Helen Joyce, director of advocacy at the gender-critical charity Sex Matters, said the material “presents trans activism as virtuous to students”. She argued that while other suggested sentence completions in the guide remained vague, the reference to transgender rights was notably specific. Kate Barker, chief executive of the LGB Alliance, described the approach as “incredibly inappropriate”, accusing Pearson of “sneaking” a contested political issue into the classroom “via foreign language textbooks”.
The contested phrase appears in a higher-level exam preparation section that teaches students how to construct sentences beginning with “I follow/admire him/her because” in Spanish. Among the suggested completions is the line “he/she fights/fought for transgender rights” — rendered in the guide as “lucho/luchó por los derechos de las personas transgénero”. This sits alongside more general options such as “he/she is a good role model” and “he/she supports other people”. Approximately 27,000 students sat the Pearson Edexcel Spanish GCSE last year.
Pearson has defended the content, insisting that the phrases are “optional examples” and “illustrative”, not mandatory responses that students are expected to memorise or reproduce in their examinations. The company said the vocabulary is intended to help pupils develop communication skills in “real-world contexts” and represents language they might encounter.
This is not the first time the publisher has faced scrutiny over its language examination materials. Pearson’s specifications for GCSE French, Spanish and German already permit students to use gender-neutral pronouns, nouns and adjectives, employing alternative spellings with symbols such as asterisks, colons and underscores to convey “non-binary identity”. The former French education minister Jean-Michel Blanquer previously labelled that guidance “absurd”, noting that such inclusive terminology is rarely used in France.
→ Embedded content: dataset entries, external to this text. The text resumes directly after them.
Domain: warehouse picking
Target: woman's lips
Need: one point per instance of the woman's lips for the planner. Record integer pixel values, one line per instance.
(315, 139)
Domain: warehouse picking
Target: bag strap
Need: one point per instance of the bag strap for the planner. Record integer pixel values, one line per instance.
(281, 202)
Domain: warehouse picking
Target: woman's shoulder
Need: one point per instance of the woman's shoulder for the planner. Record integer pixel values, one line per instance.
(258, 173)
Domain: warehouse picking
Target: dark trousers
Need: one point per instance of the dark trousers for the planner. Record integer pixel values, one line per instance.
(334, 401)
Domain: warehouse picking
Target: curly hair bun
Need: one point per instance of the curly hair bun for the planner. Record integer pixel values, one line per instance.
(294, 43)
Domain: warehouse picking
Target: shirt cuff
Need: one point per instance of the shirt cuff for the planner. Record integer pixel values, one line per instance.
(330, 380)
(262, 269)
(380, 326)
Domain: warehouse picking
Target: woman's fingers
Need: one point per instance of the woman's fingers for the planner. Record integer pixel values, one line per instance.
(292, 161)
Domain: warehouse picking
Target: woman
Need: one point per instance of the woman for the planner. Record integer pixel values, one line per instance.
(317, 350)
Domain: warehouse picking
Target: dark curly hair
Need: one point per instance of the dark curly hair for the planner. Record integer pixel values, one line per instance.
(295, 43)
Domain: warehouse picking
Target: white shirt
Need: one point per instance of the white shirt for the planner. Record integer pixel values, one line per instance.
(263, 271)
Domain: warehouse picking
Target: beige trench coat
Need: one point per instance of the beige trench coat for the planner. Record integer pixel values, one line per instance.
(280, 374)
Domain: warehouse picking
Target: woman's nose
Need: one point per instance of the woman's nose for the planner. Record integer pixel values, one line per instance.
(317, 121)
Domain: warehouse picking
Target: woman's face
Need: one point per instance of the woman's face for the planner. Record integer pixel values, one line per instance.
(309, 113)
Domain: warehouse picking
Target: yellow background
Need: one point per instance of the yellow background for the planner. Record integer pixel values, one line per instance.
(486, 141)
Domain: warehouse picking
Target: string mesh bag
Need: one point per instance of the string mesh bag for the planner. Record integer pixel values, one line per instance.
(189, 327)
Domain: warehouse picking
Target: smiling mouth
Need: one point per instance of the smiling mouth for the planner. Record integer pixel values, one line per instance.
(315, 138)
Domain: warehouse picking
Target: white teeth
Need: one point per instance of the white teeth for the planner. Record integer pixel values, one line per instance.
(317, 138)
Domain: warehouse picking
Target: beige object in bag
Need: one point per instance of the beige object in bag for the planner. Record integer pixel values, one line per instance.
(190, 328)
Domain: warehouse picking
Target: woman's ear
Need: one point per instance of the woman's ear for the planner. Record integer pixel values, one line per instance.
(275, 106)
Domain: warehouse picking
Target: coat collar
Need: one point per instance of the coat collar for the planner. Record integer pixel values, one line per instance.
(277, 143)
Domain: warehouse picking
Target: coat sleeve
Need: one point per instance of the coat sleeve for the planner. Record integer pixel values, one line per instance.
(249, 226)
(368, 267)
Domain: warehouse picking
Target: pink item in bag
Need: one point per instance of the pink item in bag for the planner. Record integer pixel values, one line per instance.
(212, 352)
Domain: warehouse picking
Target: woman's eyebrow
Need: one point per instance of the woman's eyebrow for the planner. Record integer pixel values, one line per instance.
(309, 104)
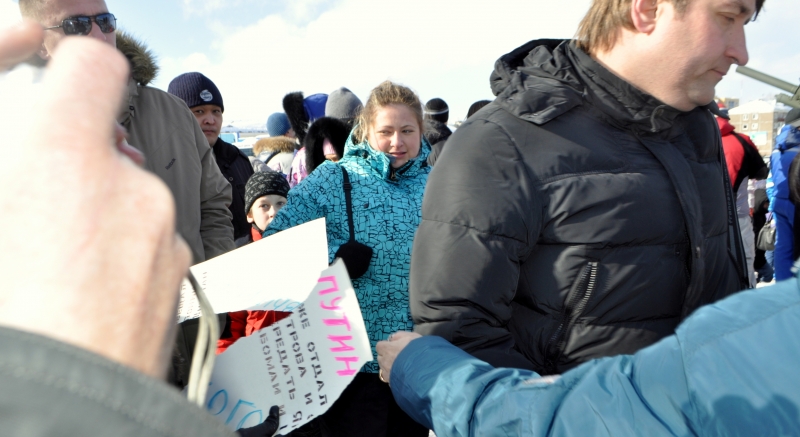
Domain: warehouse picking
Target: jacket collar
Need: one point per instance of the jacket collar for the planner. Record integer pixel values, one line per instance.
(128, 111)
(379, 163)
(225, 152)
(543, 79)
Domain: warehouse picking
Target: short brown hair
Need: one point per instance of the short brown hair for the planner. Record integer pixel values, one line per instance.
(31, 9)
(387, 93)
(600, 26)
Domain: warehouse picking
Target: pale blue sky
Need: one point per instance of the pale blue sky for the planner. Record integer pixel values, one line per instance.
(256, 51)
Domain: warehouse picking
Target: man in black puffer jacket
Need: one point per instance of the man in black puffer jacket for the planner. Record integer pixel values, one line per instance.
(579, 216)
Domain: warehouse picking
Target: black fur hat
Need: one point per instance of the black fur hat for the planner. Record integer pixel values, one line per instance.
(331, 128)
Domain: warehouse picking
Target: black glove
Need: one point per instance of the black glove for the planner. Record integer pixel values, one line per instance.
(266, 429)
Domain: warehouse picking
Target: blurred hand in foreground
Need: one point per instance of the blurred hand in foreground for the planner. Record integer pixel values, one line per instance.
(88, 250)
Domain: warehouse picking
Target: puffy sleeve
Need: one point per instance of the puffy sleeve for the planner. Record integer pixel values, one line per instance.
(479, 223)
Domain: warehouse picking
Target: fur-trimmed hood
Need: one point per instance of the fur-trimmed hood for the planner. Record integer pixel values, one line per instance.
(274, 144)
(143, 62)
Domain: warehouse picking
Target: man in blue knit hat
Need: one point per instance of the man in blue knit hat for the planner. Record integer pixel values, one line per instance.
(278, 126)
(205, 101)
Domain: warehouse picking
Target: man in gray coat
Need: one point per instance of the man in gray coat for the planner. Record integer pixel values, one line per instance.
(158, 124)
(87, 313)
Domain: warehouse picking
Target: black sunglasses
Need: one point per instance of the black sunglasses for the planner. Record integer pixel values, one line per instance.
(82, 25)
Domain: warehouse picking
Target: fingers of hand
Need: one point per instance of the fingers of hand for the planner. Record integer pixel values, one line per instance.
(85, 100)
(19, 43)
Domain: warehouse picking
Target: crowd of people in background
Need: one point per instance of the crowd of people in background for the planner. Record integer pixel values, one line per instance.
(572, 259)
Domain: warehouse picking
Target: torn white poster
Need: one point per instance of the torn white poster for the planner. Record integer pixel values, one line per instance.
(291, 259)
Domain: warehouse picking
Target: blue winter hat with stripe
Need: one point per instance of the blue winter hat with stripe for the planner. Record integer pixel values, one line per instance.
(315, 106)
(278, 124)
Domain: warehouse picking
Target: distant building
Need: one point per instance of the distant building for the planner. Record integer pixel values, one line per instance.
(761, 120)
(729, 102)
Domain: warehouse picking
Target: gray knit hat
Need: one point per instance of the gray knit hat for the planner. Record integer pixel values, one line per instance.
(437, 109)
(264, 183)
(343, 104)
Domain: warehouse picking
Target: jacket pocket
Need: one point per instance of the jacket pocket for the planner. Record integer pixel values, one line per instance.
(577, 298)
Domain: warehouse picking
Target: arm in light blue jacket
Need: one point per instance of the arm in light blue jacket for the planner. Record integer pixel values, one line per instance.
(730, 370)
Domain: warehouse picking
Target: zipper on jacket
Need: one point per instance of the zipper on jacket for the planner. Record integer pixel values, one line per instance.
(574, 307)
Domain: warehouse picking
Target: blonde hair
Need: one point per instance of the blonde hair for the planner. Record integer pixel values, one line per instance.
(387, 93)
(31, 9)
(601, 25)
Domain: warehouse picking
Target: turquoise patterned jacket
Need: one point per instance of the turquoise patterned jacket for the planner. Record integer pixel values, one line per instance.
(387, 205)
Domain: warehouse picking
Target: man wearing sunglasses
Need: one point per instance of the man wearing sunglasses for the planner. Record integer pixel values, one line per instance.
(158, 124)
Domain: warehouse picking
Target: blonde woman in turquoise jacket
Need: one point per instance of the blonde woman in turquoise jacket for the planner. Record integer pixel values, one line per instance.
(386, 161)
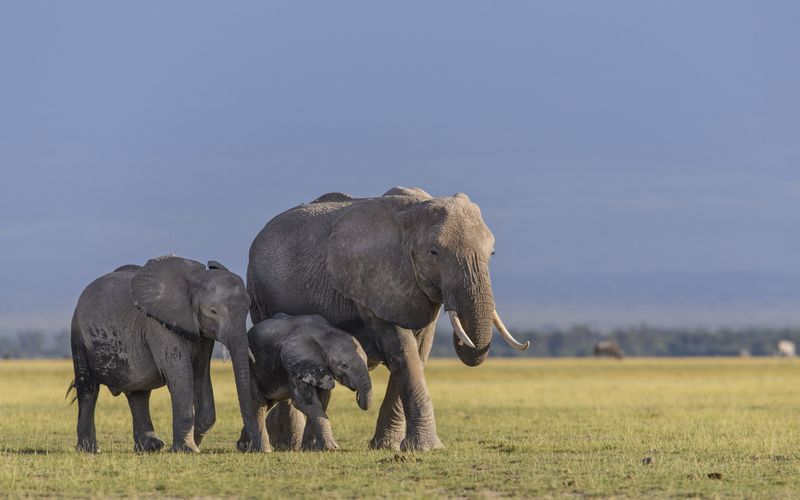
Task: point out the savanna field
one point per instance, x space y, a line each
709 427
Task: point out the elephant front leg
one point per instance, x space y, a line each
205 412
402 356
245 442
391 427
318 435
144 435
180 384
286 426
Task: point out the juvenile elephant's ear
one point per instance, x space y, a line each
213 264
303 361
161 290
367 262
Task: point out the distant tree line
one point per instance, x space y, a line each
576 341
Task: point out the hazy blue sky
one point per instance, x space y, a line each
637 161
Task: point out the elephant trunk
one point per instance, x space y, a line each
241 369
470 304
364 393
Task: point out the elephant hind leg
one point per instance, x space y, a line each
144 435
285 426
87 389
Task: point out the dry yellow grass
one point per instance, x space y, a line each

Previous concerns and wider context
Pearson’s past collaboration with the LGBT charity Stonewall has also drawn attention. In 2018, Stonewall helped the publisher develop editorial guidelines on LGBT inclusion in its publications, and Pearson sponsored Stonewall’s “Creating an LGBT-Inclusive Curriculum” document. That partnership ended two years ago.
The latest controversy occurs against the backdrop of a landmark UK Supreme Court ruling issued in April 2025. In the case of For Women Scotland Ltd v The Scottish Ministers, the court unanimously declared that the term “sex” in the Equality Act 2010 refers to biological sex — the sex assigned at birth. The ruling clarified that this interpretation does not remove protections for transgender people, who remain protected from discrimination under the characteristic of “gender reassignment”. However, it has significant implications for single-sex spaces and services, with subsequent guidance suggesting these should be based on biological sex.
The Department for Education has been developing updated guidance for schools on Relationships, Sex and Health Education and on supporting gender-questioning children. Current DfE guidance advises that while schools should teach the facts and law about biological sex and gender reassignment, staff should not “endorse a particular view or teach it as fact” regarding gender identity, describing it as an area of “significant debate”. New statutory guidance, to be integrated into the “Keeping Children Safe in Education” framework, is set to reinforce the protection of single-sex spaces and require accurate recording of a child’s birth sex.
John Denning, head of education at the Christian Institute, urged Pearson to “take decisive action to root out this ideology, or schools will no longer be able to trust it, either as an education publisher or as an exam board”.